The smile fell from Jane’s face as she looked from me to Brett. “What do you mean? What’s going on? You just got here. Why don’t you come in?”

“Yeah, come in!” Lizzie said, still grinning as she tugged on my arm. “You could have dinner with us. We were just about to start cook—”

Brett put his arm between his daughter and me. “I think Max—”

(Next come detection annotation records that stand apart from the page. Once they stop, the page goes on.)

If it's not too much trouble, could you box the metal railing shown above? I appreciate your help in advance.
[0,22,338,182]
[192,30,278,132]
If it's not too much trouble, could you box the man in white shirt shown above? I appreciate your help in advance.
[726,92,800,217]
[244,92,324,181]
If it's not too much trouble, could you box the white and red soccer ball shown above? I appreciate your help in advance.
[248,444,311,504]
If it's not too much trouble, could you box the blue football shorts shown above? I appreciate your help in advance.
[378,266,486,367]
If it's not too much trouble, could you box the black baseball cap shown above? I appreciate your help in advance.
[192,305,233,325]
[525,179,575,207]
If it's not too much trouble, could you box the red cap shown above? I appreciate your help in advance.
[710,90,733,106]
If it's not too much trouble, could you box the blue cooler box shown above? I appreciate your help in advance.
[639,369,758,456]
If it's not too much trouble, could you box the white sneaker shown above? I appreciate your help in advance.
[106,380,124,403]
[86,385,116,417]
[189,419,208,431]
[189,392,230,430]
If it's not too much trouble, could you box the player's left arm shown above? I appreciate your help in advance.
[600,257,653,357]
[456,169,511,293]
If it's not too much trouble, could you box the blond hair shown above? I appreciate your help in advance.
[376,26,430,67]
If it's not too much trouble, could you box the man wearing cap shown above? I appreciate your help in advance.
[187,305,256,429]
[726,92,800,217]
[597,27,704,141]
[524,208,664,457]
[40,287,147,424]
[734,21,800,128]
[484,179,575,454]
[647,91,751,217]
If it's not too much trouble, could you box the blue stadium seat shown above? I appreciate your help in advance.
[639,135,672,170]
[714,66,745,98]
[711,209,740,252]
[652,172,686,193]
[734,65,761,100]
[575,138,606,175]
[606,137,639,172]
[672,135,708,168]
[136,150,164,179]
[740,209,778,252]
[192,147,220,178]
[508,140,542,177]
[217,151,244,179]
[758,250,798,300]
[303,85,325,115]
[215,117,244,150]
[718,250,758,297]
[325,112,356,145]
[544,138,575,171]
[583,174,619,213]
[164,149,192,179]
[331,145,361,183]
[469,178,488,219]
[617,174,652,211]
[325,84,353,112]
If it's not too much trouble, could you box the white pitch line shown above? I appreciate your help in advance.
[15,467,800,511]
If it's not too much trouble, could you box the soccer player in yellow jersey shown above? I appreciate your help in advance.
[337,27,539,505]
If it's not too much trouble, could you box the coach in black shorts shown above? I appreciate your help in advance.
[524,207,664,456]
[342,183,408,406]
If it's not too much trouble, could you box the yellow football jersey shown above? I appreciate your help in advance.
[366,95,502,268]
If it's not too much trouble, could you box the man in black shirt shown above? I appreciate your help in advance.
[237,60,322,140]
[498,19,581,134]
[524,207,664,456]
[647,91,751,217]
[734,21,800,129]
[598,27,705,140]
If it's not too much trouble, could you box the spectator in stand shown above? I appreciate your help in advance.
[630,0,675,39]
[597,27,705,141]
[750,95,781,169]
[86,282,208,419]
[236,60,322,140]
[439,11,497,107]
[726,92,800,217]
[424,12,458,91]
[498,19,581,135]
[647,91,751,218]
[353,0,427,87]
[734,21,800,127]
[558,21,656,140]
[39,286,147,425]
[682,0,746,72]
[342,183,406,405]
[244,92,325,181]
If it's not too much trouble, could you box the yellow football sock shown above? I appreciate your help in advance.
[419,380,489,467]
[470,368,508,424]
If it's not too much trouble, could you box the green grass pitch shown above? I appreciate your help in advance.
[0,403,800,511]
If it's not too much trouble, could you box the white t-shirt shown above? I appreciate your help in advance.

“I have to get on the road,” I told her with a smile I hoped said that I loved her and her sister just as much now as I had back then.

I hoped they knew I’d never stopped. “I’m heading to Connecticut tonight.

But I was in the area, and someone told me I should stop by and see you girls.

I’m glad I did. But I do have to get going. ”

It hadn’t been the plan. I was thinking of asking them to join me for a quick dinner or maybe a cup of coffee to catch up before I really did head south. But from the murderous look in their father’s eyes, I knew that wasn’t going to happen. Maybe another time. But not today.

Baby steps , I told myself, as if that could make this hurt any less. But at least I’d made the first one.

The hopeful glint in both girls’ eyes was extinguished. Deep sorrow drowned it out quickly, and I wondered if maybe I should’ve stayed away, as planned.

“You’re going to disappear again? Just like that?” Jane asked, her voice bordering on shrill. “Why did you leave in the first place? Where did you go?”

Lizzie frowned and crossed her arms over her chest. God, how they looked exactly like their mom …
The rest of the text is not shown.